Ces fluctuations ne sont toutefois pas assez importantes pour produire un phénomène comme celui observé en 1645. Par contre, la matière qui s'accumule au fil des siècles à la surface de la naine blanche s'échauffe petit à petit, jusqu'à ce qu'une éruption thermonucléaire embrase les couches externes de l'étoile, donnant lieu à une brusque augmentation de luminosité. «C'est le phénomène de nova classique et c'est très probablement ce que les astronomes coréens ont observé. L'éruption thermonucléaire expulse à grande vitesse une partie des couches externes de la naine blanche, qui se retrouvent alors dans une coquille entourant la nova, précise le professeur Drissen. Si un tel phénomène est survenu sur AT Cancri, on peut déterminer le moment de l'éruption à partir de la distance parcourue par la matière éjectée et de la vitesse à laquelle se déplace cette matière, un peu comme si on repassait le film de l'explosion à l'envers.»

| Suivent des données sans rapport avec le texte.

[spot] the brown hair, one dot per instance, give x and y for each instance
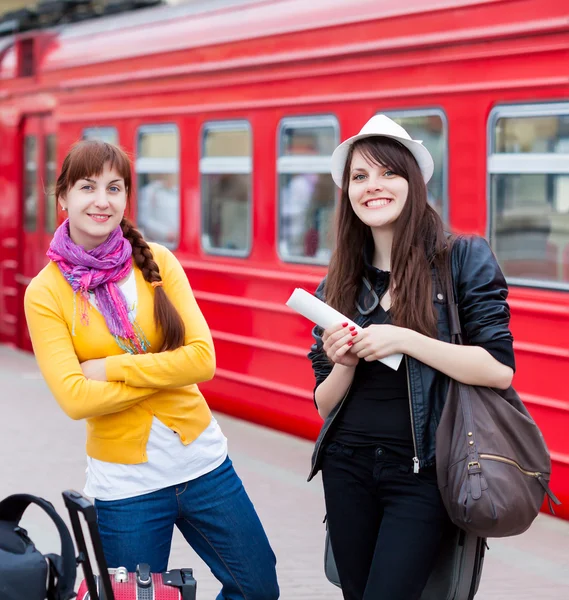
(88, 158)
(419, 243)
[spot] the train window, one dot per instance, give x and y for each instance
(307, 194)
(49, 183)
(105, 134)
(30, 182)
(158, 171)
(225, 168)
(528, 167)
(430, 126)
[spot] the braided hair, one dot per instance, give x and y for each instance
(165, 314)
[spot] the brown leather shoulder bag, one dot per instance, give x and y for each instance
(493, 466)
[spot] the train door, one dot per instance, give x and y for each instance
(38, 212)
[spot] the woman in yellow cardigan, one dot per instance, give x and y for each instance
(122, 343)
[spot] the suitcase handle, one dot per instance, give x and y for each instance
(76, 503)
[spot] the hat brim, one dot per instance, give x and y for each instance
(420, 153)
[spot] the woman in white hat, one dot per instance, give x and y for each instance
(376, 449)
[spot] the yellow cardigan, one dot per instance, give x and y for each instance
(162, 384)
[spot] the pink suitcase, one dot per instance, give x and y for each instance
(119, 584)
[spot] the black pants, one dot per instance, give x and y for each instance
(385, 522)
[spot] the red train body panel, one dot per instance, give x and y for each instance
(262, 62)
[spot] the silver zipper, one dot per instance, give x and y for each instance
(509, 461)
(416, 457)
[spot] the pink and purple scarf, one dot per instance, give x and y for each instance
(98, 271)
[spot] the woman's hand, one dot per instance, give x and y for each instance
(378, 341)
(94, 369)
(338, 341)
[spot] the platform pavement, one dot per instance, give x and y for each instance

C'est ce que les chercheurs ont fait grâce au spectromètre imageur SITELLE. Fruit d'une longue collaboration entre l'équipe du professeur Drissen et la firme ABB, cet instrument a été installé au Télescope Canada-France-Hawaï (TCFH) en août 2015 et il est fonctionnel depuis janvier 2016. Les données sur AT Cancri, recueillies pendant la phase de vérification scientifique de SITELLE, ont permis d'établir la vitesse de déplacement d'une centaine de nuages de matière condensée retrouvés dans la coquille et de déduire que l'éruption est survenue il y a environ trois siècles et demi, ce qui coïncide grosso modo avec l'apparition de l'étoile en 1645. «On compte très peu de coquilles de nova, et encore moins de celles dont on peut mesurer l'âge, souligne Laurent Drissen. Après quelques centaines d'années, la matière éjectée se refroidit et elle cesse d'émettre des radiations, de sorte qu'on ne peut plus l'étudier.»
L'étude sur AT Cancri est signée par Michael Shara, de l'American Museum of Natural History, Richard Stephenson, de l'Université de Durham au Royaume-Uni, et Laurent Drissen, Thomas Martin et Alexandre Alarie, du Département de physique, de génie physique et d'optique. Il s'agit du second article scientifique publié à partir de données recueillies par SITELLE. Depuis sa mise en service en janvier 2016, ce spectromètre imageur a été utilisé dans 12 projets de recherche. «Les astrophysiciens font montre d'un certain conservatisme face aux nouveaux instruments d'observation, mais ils commencent à découvrir le potentiel de SITELLE. Je crois qu'il y aura plus d'utilisateurs après la parution des premiers articles sur les galaxies extérieures réalisées grâce à cet instrument. Les astronomes qui ont déjà utilisé SITELLE font de nouvelles demandes pour obtenir du temps d'observation, ce qui est très bon signe», conclut le professeur Drissen.

Développé par l'équipe du professeur Drissen et par la firme ABB, le spectromètre imageur SITELLE a été installé au Télescope Canada-France-Hawaï en août 2015 et il est fonctionnel depuis janvier 2016. Les données recueillies sur AT Cancri grâce à cet instrument ont permis de déterminer la date d'éruption de cette nova naine.
Photo: ABB
Grâce à SITELLE, les chercheurs ont pu mesurer la vitesse d'une centaine de nuages de matière expulsée par la naine blanche à la suite d'une éruption thermonucléaire survenue il y a environ trois siècles et demi. L'animation montre que l'explosion s'est produite de façon asymétrique entre l'équateur et les pôles de l'étoile. Les vitesses sont exprimées en kilomètres par seconde et un signe négatif indique que le nuage se rapproche du point d'observation.